Humans can adapt to CO2 levels around 2%, which is considered somewhat acceptable in enclosed spaces - however, this is again considering that most work environments only allow humans to work under these conditions for a set amount each day. Even a somewhat acclimated first-generation human settler will feel some side-effects from the high CO2-levels. This is especially true for people working on submarines or space stations for long stretches of time. While the body adapts somewhat (eg. altered breathing), it can still end in bouts of dizziness or migraines/headaches. Along with that comes a general reduction in mental capacity when working for a long time in a CO2 rich environment. That said, the added oxygen content may compensate for this.


This is where I really have doubts. While arsenic does exist in some form in most of our food and water, it's vastly different from actually breathing it. Depending on what constitutes said particulates, the arsenic may also contaminate drinking water on the planet - however this can be compensated for somewhat by treating the water. As you mention, sources from deep underground is also an option, however, you have to consider that groundwater also gets contaminated by arsenic, especially in an environment that contains hundreds to thousands of times more arsenic than here on Earth.

This is also the main reason that some sort of filtration mask would be needed when moving about in Anthemusa's wilderness.

In any case, habitation areas would need to compensate for the dense arsenic smog in some capacity (especially if they grow to town- or city-size), and settler morale could be boosted somewhat by having recreational areas where masks are not needed.

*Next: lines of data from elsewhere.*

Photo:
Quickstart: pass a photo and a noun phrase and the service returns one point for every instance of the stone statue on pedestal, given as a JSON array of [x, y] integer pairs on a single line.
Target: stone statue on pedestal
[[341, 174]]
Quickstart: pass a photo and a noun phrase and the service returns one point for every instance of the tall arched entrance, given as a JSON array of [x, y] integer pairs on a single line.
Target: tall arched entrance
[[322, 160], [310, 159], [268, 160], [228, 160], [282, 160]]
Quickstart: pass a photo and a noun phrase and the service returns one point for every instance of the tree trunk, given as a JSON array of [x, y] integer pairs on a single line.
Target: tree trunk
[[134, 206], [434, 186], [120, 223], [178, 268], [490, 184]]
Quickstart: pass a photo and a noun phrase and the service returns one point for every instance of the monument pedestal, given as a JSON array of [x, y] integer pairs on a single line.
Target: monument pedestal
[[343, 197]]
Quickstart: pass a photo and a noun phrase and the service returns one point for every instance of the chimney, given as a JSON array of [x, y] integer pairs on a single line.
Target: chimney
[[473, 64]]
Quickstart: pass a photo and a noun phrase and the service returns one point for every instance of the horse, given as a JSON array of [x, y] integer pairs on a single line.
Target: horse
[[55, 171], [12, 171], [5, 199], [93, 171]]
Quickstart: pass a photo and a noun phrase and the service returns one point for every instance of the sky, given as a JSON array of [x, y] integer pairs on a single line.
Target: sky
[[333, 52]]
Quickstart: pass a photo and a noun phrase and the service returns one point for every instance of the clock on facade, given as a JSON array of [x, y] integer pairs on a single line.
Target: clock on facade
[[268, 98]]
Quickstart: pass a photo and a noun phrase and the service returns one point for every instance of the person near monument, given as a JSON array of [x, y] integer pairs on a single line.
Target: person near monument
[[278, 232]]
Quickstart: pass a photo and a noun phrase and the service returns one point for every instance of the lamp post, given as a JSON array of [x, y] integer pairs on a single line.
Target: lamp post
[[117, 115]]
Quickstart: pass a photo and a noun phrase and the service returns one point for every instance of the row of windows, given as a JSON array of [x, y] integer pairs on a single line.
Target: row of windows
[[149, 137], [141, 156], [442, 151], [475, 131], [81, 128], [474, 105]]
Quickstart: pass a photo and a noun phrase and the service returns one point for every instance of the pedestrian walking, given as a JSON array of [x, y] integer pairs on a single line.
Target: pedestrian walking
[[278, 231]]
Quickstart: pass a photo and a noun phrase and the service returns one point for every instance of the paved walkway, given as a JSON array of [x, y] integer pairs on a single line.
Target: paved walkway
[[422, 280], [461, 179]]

Some sort of isolated enviroment (greenhouses) would also likely be needed for crops - especially if low arsenic content is desired. That said, hab domes can stillbe constructed in a simpler manner than, say, anything needed to colonize Mars or even something like the Biosphere 2 project - something more like some of the "wildlife domes" that can be found in some places, like Randers Regnskov here in Denmark, would probably be sufficient. Youalready have (mostly) the right gas mix - it's the arsenic that's the real dangrous part.

Apart from local flora - local fauna should also be eaten with caution, as they are likely to contain higher arsenic levels than Earth life.

The first settlers on Anthemusa will likely get problems with long-term arsenic poisoning - however, later generations may develop a tolerance to the high arsenic levels of Anthemusa's atmosphere and wildlife. Alternatively genetic modification in some capacity has been put on the table.

However, you do write:

The smog can also increase in density from time to time, resulting in roving clouds of toxic poison that will occasionally pass through the forests, killing anything that breathes it.

I'm certain, if local flora and fauna has dealt with this for millions or billions of years, evolution has taken care of this in some way.